Spalletti sottolinea le difficoltà fisiche e mentali del momento, ma rivendica lo spirito mostrato nella ripresa. Alla domanda sulla possibilità di rimonta, risponde con esperienza e convinzione: “Quando avrai 66 anni, vedrai che andando lì dentro credi sempre di poterla recuperare. Speri sempre, questo calcio è un po’ così, le vampate che ci sono possono portare giocate importanti. Boga ha intuizioni e qualità per creare dal nulla, come Yildiz e Zhegrova: bisogna essere sempre fiduciosi, nello sport e nella vita. La reazione vale più di un punto“.
Il tecnico evidenzia anche le difficoltà affrontate nelle ultime settimane: “Delle ultime 5 partite ne abbiamo giocate 3 in inferiorità numerica e che ti stremano ancora di più.
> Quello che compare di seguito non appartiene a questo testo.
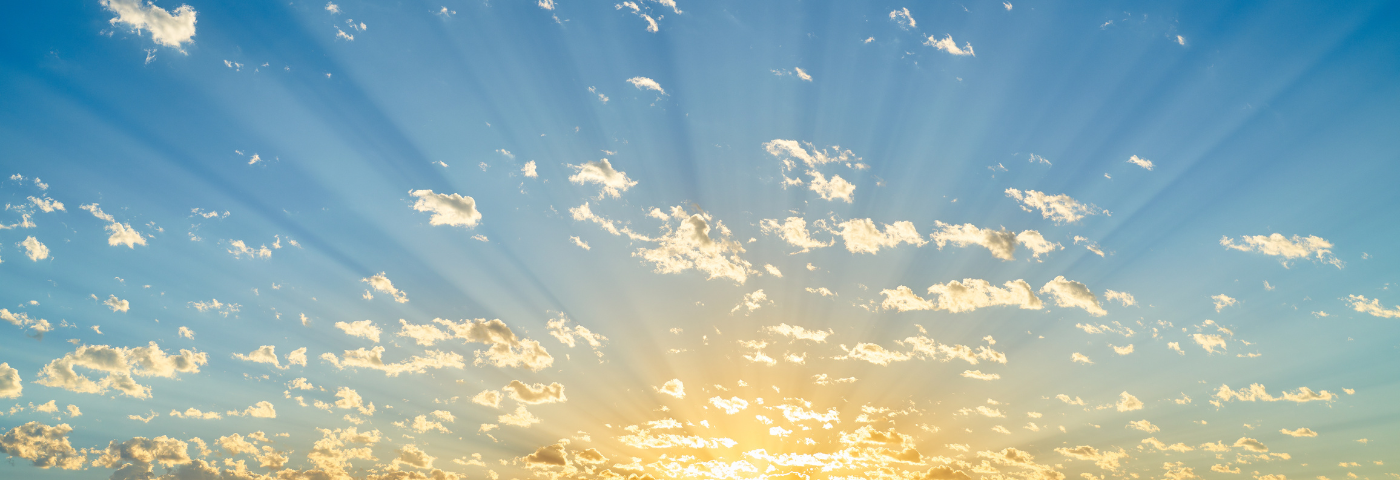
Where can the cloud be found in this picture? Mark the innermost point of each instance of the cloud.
(1073, 294)
(116, 305)
(382, 284)
(1103, 459)
(1061, 209)
(535, 393)
(34, 249)
(1119, 297)
(793, 230)
(948, 45)
(1127, 402)
(10, 382)
(265, 354)
(1256, 393)
(689, 245)
(165, 28)
(1001, 242)
(902, 18)
(1288, 249)
(800, 333)
(119, 364)
(863, 237)
(1374, 307)
(752, 301)
(363, 329)
(454, 210)
(261, 410)
(613, 182)
(643, 83)
(373, 358)
(674, 388)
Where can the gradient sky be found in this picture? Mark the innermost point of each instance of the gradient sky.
(786, 240)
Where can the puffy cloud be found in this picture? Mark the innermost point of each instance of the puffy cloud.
(489, 398)
(374, 360)
(1001, 242)
(1103, 459)
(612, 181)
(752, 301)
(902, 18)
(948, 45)
(44, 445)
(381, 283)
(265, 354)
(800, 333)
(793, 230)
(1256, 393)
(10, 382)
(963, 295)
(259, 410)
(674, 388)
(1288, 249)
(1127, 402)
(119, 364)
(1374, 307)
(1061, 209)
(363, 329)
(34, 249)
(1073, 294)
(643, 83)
(167, 28)
(535, 393)
(863, 237)
(447, 209)
(1140, 161)
(690, 245)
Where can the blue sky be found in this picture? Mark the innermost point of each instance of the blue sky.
(786, 240)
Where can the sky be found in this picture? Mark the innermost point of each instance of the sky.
(786, 240)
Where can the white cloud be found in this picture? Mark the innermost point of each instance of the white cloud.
(535, 393)
(1374, 307)
(794, 231)
(1120, 297)
(690, 245)
(674, 388)
(1221, 301)
(1001, 242)
(115, 304)
(1143, 163)
(44, 445)
(1127, 402)
(752, 301)
(863, 237)
(1073, 294)
(948, 45)
(1061, 209)
(447, 209)
(119, 364)
(643, 83)
(265, 354)
(902, 18)
(381, 283)
(363, 329)
(613, 182)
(165, 28)
(34, 249)
(10, 382)
(1290, 249)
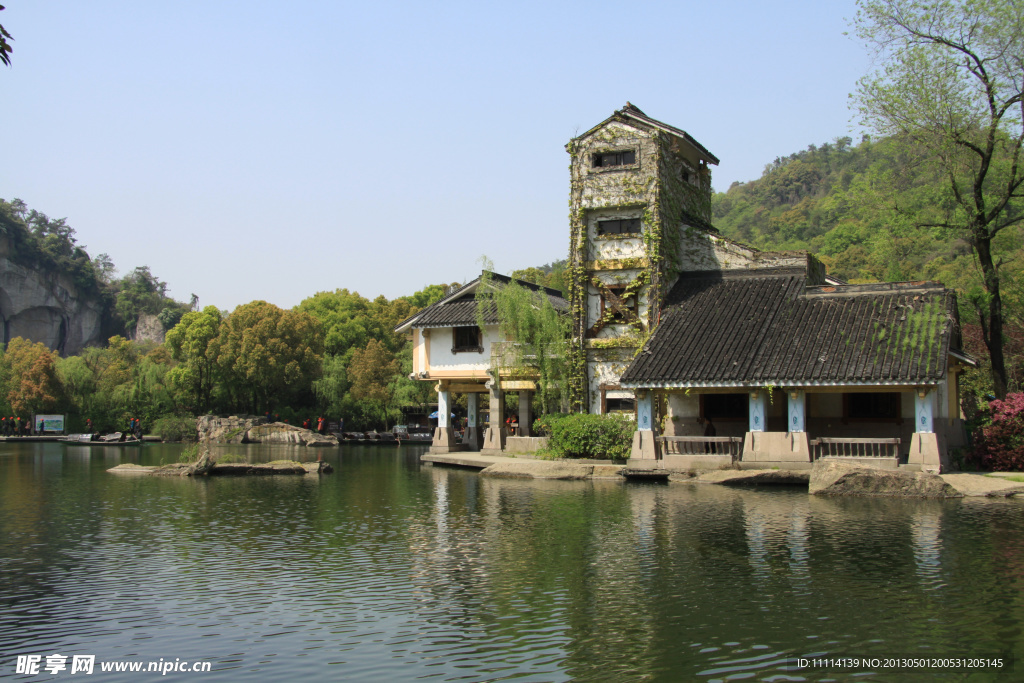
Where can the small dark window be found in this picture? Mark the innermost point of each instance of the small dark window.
(621, 406)
(605, 159)
(466, 339)
(620, 226)
(882, 406)
(725, 406)
(631, 304)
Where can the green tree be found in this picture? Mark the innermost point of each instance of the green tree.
(540, 334)
(266, 352)
(5, 48)
(193, 343)
(950, 89)
(28, 371)
(374, 371)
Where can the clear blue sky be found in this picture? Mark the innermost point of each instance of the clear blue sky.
(272, 150)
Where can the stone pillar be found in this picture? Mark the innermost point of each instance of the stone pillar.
(924, 410)
(798, 402)
(494, 442)
(444, 440)
(474, 435)
(928, 450)
(758, 411)
(525, 415)
(644, 445)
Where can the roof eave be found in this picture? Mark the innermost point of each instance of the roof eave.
(643, 384)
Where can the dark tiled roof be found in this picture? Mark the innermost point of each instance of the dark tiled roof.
(454, 313)
(749, 329)
(633, 112)
(459, 308)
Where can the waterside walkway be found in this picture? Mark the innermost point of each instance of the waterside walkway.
(965, 484)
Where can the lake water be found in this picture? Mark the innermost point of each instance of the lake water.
(389, 569)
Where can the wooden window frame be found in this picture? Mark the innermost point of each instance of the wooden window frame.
(619, 159)
(466, 348)
(634, 306)
(605, 388)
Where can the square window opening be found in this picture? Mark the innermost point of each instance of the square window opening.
(619, 226)
(466, 339)
(630, 303)
(872, 406)
(725, 407)
(607, 159)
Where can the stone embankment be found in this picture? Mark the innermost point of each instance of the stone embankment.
(249, 429)
(838, 478)
(824, 478)
(207, 465)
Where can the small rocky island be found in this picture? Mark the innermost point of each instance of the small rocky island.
(256, 430)
(207, 465)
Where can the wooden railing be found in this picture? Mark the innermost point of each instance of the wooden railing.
(854, 447)
(701, 445)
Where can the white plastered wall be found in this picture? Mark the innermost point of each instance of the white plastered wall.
(443, 360)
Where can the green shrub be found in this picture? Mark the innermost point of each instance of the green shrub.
(598, 436)
(187, 455)
(543, 424)
(175, 428)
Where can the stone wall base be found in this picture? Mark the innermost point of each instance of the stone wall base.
(444, 441)
(494, 440)
(696, 462)
(929, 452)
(525, 443)
(644, 445)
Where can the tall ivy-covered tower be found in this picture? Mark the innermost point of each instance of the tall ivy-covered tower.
(640, 201)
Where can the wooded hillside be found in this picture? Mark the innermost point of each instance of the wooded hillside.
(860, 209)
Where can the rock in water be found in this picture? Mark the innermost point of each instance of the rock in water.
(829, 477)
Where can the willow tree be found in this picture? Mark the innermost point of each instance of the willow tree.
(949, 86)
(540, 333)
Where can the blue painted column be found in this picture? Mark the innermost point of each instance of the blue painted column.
(472, 401)
(798, 402)
(759, 411)
(645, 410)
(924, 410)
(443, 412)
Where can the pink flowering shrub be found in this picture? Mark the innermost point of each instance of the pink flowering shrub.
(999, 444)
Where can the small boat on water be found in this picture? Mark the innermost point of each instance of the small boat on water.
(115, 439)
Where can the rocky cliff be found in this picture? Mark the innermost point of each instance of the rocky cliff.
(45, 307)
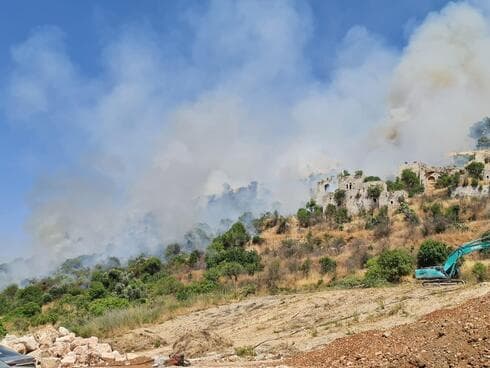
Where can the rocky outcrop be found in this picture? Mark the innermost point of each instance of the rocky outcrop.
(55, 348)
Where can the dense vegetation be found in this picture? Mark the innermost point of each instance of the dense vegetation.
(98, 298)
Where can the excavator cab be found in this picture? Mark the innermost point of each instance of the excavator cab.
(431, 273)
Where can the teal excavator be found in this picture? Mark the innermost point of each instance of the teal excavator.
(448, 273)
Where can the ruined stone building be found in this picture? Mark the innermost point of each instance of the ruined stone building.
(356, 188)
(357, 198)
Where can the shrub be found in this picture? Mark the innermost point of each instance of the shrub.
(339, 196)
(273, 274)
(327, 265)
(100, 306)
(432, 253)
(310, 215)
(303, 217)
(347, 282)
(480, 272)
(29, 309)
(3, 330)
(374, 191)
(475, 170)
(390, 265)
(167, 285)
(29, 294)
(305, 267)
(409, 214)
(97, 290)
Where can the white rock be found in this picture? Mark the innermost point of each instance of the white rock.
(131, 356)
(102, 348)
(46, 336)
(69, 360)
(118, 356)
(50, 362)
(29, 342)
(18, 347)
(63, 331)
(66, 338)
(59, 349)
Puoi trovare tutte le parole possibili per alimentare la fiducia, ma in questo momento qui ci hanno aiutato anche i tifosi e quando indossano anche loro la maglia diventa meno spessa di quello che è“.
Infine, uno sguardo alla classifica e all’obiettivo Champions: “Vivo per quella posizione lì, diamole una forma. Abbiamo avuto un momento dove ci sono venute troppe cose addosso e non siamo stati neanche troppo fortunati. Squadra cresciuta sotto molti aspetti, faremo un grande finale di campionato“.